De notre envoyé spécial permanent

Les discussions au sein du Synode ont fait un premier pas, samedi 7 octobre à midi, dans ce mois de rencontres qui doivent déterminer, à Rome, l’avenir de l’Église catholique. Les trois premiers jours, les 364 pères et mères synodaux ont vécu les lieux, disposés autour de 35 tables rondes réparties dans la grande salle Paul-VI. Ils mettent également en pratique les « conversation dans l’Esprit »une méthode dont les organisateurs ne manquent pas de souligner les avantages car elle laisse à chacun le temps de s’exprimer, alternant prise de parole et périodes de silence.
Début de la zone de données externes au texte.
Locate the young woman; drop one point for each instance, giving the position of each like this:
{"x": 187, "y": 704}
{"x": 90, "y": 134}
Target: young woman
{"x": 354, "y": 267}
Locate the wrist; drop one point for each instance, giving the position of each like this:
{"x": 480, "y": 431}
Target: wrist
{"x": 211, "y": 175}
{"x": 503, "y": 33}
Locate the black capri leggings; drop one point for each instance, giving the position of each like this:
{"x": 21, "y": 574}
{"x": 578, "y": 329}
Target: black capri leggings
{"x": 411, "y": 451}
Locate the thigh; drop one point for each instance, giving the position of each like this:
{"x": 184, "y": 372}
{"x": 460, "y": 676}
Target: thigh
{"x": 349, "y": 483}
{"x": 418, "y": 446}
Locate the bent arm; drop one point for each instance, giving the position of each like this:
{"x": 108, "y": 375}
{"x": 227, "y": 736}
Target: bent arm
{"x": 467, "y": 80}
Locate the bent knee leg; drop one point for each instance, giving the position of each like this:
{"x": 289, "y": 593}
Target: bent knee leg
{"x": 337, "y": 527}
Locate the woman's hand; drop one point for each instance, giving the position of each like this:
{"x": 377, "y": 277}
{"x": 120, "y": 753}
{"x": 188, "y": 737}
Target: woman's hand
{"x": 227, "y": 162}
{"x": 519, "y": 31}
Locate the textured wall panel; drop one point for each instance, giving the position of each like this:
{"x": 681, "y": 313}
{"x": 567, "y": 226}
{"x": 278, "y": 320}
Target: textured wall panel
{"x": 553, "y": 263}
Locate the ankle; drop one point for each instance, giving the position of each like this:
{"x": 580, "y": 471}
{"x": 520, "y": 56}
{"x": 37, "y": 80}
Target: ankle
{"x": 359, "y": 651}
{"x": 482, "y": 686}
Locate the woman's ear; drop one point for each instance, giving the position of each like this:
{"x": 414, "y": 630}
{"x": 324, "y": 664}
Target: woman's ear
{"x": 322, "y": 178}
Durant les premières heures, les participants étaient un peu décontenancés. Certains ont loué « une diversité incroyable » membres ; les autres comparaient la disposition des tables rondes à celle d’un banquet de mariage, voire à celle d’un cabaret… « Certains sont venus avec des pieds de plomb » » dit l’une des personnes présentes. Un autre est d’accord : « Certains évêques présents n’avaient pas participé au processus synodal dans leur pays et sont venus ici comme s’ils étaient punis. Mais on a l’impression que ça s’est installé. Ils comprennent. » Les organisateurs du Synode soulignent les liens amicaux établis entre des participants aux opinions opposées. D’autres soulignent que le Synode est en tout point une expérience humaine et spirituelle, et en aucun cas un jeu politique. D’autres encore racontent les rencontres favorisées par la retraite spirituelle de trois jours réalisée avant le début des travaux.

« Nous ne ressentons aucune tension intérieure » insistent les organisateurs. En réalité, les trois premiers jours de discussion ont été faits pour cela, créer un état d’esprit résumé par le tout premier thème abordé : « Pour une Église synodale, une expérience intégrale ». « Nous n’avons pas parlé de sujets qui divisent beaucoup » explique un père synodal. Dans la salle, où tout se déroule à huis clos, les interventions se succèdent après le travail de groupe, souvent pour souligner l’importance de la synodalité.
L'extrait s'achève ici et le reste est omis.